Como afirma el mismo Habermas, el carácter de coordinación de la acción del mercado sólo aparece como tal para una perspectiva objetivante, para una posición teórica funcionalista que toma como criterio de validez la efectiva reproducción de los sistemas, en tanto que soportes de las sociedades complejas. Pero para esta perspectiva el criterio no es ya la adecuada satisfacción de las necesidades humanas y el no aniquilamiento del medio natural sino el cumplimiento de los imperativos sistémicos[44]. La concepción habermasiana de la reproducción material del mundo de la vida como conservación de un sistema deja de lado la problemática de la satisfacción de las necesidades colectivas para adoptar la autoconservación sistémica como criterio de validez de la reproducción material de la sociedad. Se ha transitado aquí hacia una visión formalista de la actividad reproductora de la vida que sólo la aprehende a partir de las categorías de la teoría de sistemas, las cuales dejan impensada la cuestión del fin material de la reproducción material de la sociedad, que no puede ser otro que la satisfacción de las necesidades colectivas. La invisibilización de esta dimensión esencial de la reproducción material efectuada por la teoría de sistemas empuja al planteamiento de Habermas sin resistencia hacia una concepción funcionalista de la economía que sólo aprehende crisis sistémicas y no el escándalo cotidiano de la no satisfacción de las necesidades básicas de la inmensa mayoría de la población del planeta[45].

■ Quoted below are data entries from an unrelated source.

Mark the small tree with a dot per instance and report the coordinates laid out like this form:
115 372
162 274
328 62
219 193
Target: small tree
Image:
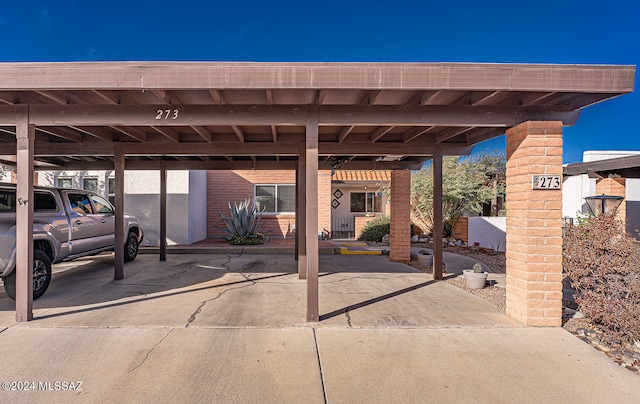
603 262
467 184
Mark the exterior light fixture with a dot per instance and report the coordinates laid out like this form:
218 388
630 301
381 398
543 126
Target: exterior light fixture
599 204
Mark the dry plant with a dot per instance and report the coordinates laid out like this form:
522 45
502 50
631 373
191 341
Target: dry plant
603 262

            Resulta llamativo que un teórico de la racionalidad comunicativa caracterice como parte de “un proceso de aprendizaje evolutivo” la sustitución de la coordinación social por la coordinación funcional de la acción en “el tránsito a las sociedades modernas”[46], a pesar de que consiste en la sustitución de la racionalidad comunicativa en la coordinación de las acciones sociales por la coordinación funcional no planificada y no sometida a criterios morales ni a la deliberación colectiva. Está claro que desde la perspectiva de la razón comunicativa el proceso de diferenciación sistémica no puede ser considerado como racional. Sólo desde la perspectiva encarnada por la razón instrumental puede ser valorado como tal. Aquí reside una paradoja central de la teoría habermasiana de la modernización. Hablar de medios de comunicación deslingüistizados que sustituyen al entendimiento lingüístico es algo en sí paradójico y el uso aproblemático de categorías tales sólo puede ser explicado por lo que McCarthy califica como una clara seducción de Habermas por parte de la teoría de sistemas[47]. ¿En qué sentido la reducción del riesgo de disentimiento mediante el uso de un mecanismo de descarga que permite una coordinación deslingüistizada de la acción puede ser un proceso aceptable y no cuestionable por una perspectiva que adopta como normativa la racionalidad comunicativa? Habermas sostiene que con la racionalización del mundo de la vida y la consiguiente tendencia a una reducción de lo aproblemático a partir de la exigencia creciente de entendimiento lingüístico liberado de la tradición religioso-moral, aumenta también la necesidad de interpretación y “el riesgo de disentimiento (potenciado éste ahora por la ejercitación de las capacidades de crítica). Estas sobrecargas y peligros son los que los medios de comunicación [deslingüistizados] se cuidan de absorber.”[48] La cuestión es: ¿a quién interesa que la necesidad creciente de interpretación y discusión y el consecuente aumento del riesgo de disentimiento sean desactivados?, ¿a la sociedad en su conjunto? ¿Desde la perspectiva de quién son la necesidad de interpretación y el riesgo de disentimiento “sobrecargas y peligros”? Desde luego, no para la perspectiva de la inmensa mayoría de la población, sistemáticamente excluida en el proceso de modernización de todo cauce de participación y decisión social y política[49].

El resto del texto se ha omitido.